翅柱式水冷CPU芯片散热器冷却与流动性能

doi:10.16085/j.issn.1000-6613.2017.06.009

化工进展 ›› 2017, Vol. 36 ›› Issue (06): 2031-2037.DOI: 10.16085/j.issn.1000-6613.2017.06.009

翅柱式水冷CPU芯片散热器冷却与流动性能

王彬, 诸凯, 王雅博, 刘圣春, 魏杰

天津商业大学天津市制冷技术重点实验室, 天津 300134

收稿日期:2016-10-31 修回日期:2017-03-06 出版日期:2017-06-05 发布日期:2017-06-05
通讯作者: 诸凯
作者简介:王彬(1991—),男,硕士研究生,研究方向为强化传热。E-mail:wangbinxlp@126.com。
基金资助:
国家自然科学基金项目（51376137）。

Experimental study on cooling and flow performance of water-cooling radiator with different pin-fins structures for CPU cooling

WANG Bin, ZHU Kai, WANG Yabo, LIU Shengchun, WEI Jie

Tianjin Key Laboratory of Refrigeration Technology, Tianjin University of Commerce, Tianjin 300134, China

Received:2016-10-31 Revised:2017-03-06 Online:2017-06-05 Published:2017-06-05

摘要/Abstract

摘要： 如何在增强散热效果的同时降低阻力损失已成为解决中央处理器（CPU）芯片水冷散热问题的关键。本文从翅柱数量、分布、结构以及冷却流体进出口方式等方面对3种水冷散热器进行实验研究，分别在控制冷却流体流量和热流密度的条件下比较不同翅柱结构的压力损失、芯片温度及散热器热阻，得知散热器四角带有导流结构以及水滴形翅柱结构的散热器在热流密度为80W/cm²、流量为20mL/s时，芯片温度分别为65.5℃和55.5℃，其热阻分别为0.19K/W和0.14K/W，散热性能均优于传统圆柱形翅柱散热器。在流量为60mL/s时，圆柱形翅柱散热器四角设置导流板及水滴形翅柱结构散热器的进出口压力损失分别为34kPa和32kPa，压力损失均小于传统圆柱形翅柱散热器。实验表明在圆柱形翅柱散热器的四角设置导流板，或者改变翅柱形状为水滴形，不仅可强化对流换热，而且可降低流动阻力。

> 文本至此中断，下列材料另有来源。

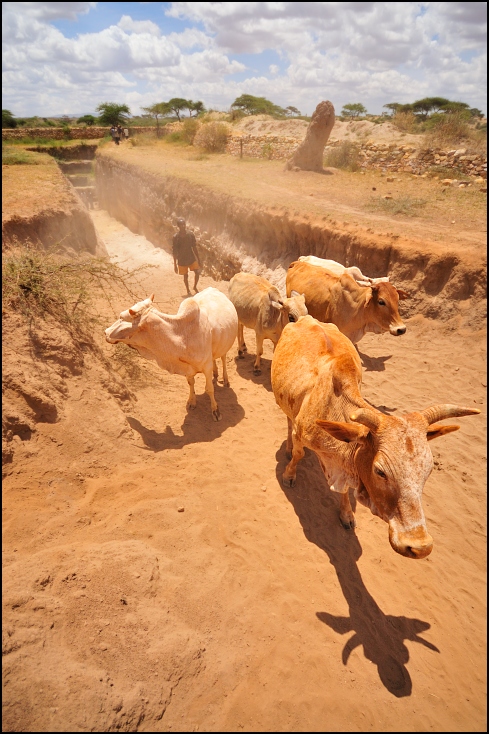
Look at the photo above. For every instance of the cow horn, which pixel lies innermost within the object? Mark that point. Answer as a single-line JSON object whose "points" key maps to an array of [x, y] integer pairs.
{"points": [[367, 417], [440, 412]]}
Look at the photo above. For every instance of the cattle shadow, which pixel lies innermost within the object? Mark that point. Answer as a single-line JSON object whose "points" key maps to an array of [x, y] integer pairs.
{"points": [[381, 635], [373, 364], [244, 368], [198, 425]]}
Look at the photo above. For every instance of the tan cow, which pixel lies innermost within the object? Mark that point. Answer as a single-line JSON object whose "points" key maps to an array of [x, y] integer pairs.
{"points": [[261, 307], [184, 344], [316, 377], [338, 269], [340, 300]]}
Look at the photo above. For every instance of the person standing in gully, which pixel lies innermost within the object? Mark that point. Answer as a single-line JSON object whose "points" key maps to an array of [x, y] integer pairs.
{"points": [[185, 255]]}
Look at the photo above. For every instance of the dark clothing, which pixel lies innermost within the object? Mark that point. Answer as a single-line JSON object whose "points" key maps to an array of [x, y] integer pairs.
{"points": [[182, 248]]}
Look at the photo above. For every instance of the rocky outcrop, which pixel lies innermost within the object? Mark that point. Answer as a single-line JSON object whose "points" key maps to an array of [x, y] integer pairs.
{"points": [[309, 154]]}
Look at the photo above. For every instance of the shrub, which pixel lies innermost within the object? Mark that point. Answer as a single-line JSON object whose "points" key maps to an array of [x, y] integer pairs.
{"points": [[37, 283], [212, 137], [189, 130], [343, 156], [405, 121]]}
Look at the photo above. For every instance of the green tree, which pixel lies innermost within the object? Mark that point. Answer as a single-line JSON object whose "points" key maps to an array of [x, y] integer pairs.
{"points": [[251, 105], [8, 120], [292, 111], [353, 110], [89, 120], [157, 110], [177, 104], [112, 113]]}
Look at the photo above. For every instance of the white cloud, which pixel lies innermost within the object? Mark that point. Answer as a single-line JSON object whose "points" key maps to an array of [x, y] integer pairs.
{"points": [[369, 52]]}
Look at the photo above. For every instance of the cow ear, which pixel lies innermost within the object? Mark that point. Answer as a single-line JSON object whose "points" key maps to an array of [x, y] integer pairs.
{"points": [[435, 431], [346, 432]]}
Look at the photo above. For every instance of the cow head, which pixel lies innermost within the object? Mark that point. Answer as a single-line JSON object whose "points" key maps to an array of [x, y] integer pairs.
{"points": [[129, 322], [381, 304], [393, 461]]}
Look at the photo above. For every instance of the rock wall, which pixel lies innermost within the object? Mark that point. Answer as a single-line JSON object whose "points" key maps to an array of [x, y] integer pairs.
{"points": [[235, 235], [384, 157]]}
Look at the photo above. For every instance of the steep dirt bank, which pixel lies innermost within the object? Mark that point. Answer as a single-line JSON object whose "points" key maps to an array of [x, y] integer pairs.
{"points": [[238, 234], [40, 205], [251, 609]]}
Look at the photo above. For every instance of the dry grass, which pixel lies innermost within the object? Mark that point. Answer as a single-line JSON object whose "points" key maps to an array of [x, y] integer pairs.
{"points": [[344, 156], [37, 283], [406, 206]]}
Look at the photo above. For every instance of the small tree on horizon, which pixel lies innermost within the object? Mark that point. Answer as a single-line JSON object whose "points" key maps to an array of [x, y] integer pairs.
{"points": [[112, 113], [353, 110]]}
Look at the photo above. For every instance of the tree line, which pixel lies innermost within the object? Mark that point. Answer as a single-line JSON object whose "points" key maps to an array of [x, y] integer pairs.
{"points": [[111, 113]]}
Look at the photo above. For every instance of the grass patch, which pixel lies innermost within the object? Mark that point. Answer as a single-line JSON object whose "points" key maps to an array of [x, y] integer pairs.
{"points": [[405, 206], [15, 157], [345, 156], [38, 283]]}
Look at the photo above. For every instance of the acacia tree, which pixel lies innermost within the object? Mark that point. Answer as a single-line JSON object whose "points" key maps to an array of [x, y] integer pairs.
{"points": [[112, 113], [353, 110]]}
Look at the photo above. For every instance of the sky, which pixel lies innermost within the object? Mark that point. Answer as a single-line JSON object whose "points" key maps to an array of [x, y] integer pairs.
{"points": [[66, 58]]}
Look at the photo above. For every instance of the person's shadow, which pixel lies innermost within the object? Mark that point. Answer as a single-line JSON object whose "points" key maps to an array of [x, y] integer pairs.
{"points": [[198, 425], [382, 635]]}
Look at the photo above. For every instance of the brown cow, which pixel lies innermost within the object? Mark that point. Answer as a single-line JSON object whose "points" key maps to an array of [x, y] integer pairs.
{"points": [[354, 309], [260, 306], [316, 377]]}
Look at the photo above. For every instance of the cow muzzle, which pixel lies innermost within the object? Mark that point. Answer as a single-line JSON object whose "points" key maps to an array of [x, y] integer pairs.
{"points": [[416, 543], [397, 330]]}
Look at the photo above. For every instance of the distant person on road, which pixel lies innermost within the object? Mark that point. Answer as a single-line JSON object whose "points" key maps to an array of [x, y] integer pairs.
{"points": [[185, 255]]}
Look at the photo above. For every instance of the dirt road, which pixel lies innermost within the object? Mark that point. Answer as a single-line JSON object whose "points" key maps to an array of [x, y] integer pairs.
{"points": [[157, 576]]}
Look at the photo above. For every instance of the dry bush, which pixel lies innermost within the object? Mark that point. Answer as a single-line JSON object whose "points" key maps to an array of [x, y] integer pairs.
{"points": [[212, 137], [404, 205], [452, 130], [37, 283], [406, 122], [343, 156], [189, 130]]}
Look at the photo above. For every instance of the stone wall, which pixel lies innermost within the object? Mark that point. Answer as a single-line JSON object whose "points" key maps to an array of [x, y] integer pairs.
{"points": [[382, 156], [73, 133]]}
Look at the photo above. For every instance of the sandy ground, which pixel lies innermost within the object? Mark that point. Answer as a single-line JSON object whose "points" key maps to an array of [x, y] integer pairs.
{"points": [[157, 577]]}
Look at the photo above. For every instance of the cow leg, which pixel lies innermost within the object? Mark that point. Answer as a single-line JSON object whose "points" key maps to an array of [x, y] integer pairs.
{"points": [[225, 378], [241, 345], [209, 388], [346, 513], [288, 477], [259, 352], [192, 400]]}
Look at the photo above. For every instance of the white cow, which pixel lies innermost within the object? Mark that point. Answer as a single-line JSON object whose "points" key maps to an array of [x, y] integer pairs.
{"points": [[189, 342], [338, 269]]}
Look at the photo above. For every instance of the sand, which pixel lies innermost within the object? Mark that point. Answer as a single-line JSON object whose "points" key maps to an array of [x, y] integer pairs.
{"points": [[158, 577]]}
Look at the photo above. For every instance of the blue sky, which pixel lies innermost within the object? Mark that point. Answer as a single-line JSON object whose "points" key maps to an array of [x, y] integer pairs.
{"points": [[66, 58]]}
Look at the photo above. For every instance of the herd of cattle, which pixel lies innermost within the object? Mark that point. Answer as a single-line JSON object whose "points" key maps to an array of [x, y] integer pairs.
{"points": [[316, 378]]}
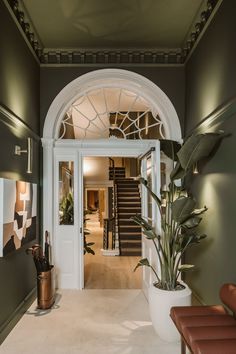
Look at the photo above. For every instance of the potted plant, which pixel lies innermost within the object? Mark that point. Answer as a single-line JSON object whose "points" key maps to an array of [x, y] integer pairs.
{"points": [[179, 221]]}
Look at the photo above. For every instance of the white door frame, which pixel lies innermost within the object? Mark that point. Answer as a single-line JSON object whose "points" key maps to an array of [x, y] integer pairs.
{"points": [[117, 78], [74, 150]]}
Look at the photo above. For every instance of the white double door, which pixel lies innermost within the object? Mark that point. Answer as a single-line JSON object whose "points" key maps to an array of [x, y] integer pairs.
{"points": [[67, 240]]}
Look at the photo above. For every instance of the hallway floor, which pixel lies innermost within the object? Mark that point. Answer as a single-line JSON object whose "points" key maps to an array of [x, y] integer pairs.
{"points": [[89, 322]]}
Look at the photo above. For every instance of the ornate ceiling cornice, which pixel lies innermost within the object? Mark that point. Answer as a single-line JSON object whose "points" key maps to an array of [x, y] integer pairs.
{"points": [[115, 57]]}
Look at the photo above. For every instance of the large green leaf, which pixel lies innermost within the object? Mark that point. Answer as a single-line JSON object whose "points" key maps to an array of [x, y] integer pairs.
{"points": [[170, 148], [178, 172], [185, 267], [192, 222], [182, 208], [142, 262], [197, 147]]}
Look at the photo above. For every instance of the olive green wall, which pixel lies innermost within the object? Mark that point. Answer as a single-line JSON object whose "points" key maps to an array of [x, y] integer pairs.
{"points": [[210, 83], [19, 94], [170, 79]]}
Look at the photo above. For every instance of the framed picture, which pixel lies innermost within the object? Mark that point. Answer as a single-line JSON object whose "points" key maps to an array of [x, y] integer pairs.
{"points": [[18, 214]]}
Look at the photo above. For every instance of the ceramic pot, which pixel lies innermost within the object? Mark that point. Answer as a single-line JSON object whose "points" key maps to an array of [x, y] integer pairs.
{"points": [[160, 303]]}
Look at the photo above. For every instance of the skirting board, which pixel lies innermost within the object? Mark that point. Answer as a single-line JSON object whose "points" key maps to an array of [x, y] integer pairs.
{"points": [[7, 327]]}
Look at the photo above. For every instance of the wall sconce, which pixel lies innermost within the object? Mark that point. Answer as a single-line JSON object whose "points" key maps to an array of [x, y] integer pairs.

关键词: 传热, 对流, 流体力学, 水冷散热器, 热阻

Abstract: Heat dissipation performance and flow resistance of the traditional circular pin-fins radiator,the cylindrical column fins radiator with fluid guide plates at four corners and hydrofoil pin-fins radiator were studied by changing heat flux and cooling water flow. The pressure drop,chip temperature and thermal resistance of three radiators were measured under the same conditions. The results showed that the chip temperature of the radiator with fluid guide plates at four corners and hydrofoil pin-fins radiator are 65.5℃ and 55.5℃,respectively. The thermal resistance are 0.19K/W and 0.14K/W,respectively at heat flux of 80W/cm² and flow rate of 20mL/s. The heat dissipation performance is better than traditional circular pin-fins radiator. At 60mL/s,the pressure drop of the cylindrical column fins radiator with fluid guide plates at four corners and hydrofoil pin-fins are 34kPa and 32kPa,respectively,which is less than traditional circular pin-fins radiator. Compared with the traditional one,the cylindrical column fins radiator with fluid guide plates at four corners and hydrofoil pin-fins radiator have better heat dissipation performance and smaller pressure drop.

Key words: heat transfer, convection, fluid mechanics, water-cooling radiator, thermal resistance

中图分类号:

TK172

王彬, 诸凯, 王雅博, 刘圣春, 魏杰. 翅柱式水冷CPU芯片散热器冷却与流动性能[J]. 化工进展, 2017, 36(06): 2031-2037.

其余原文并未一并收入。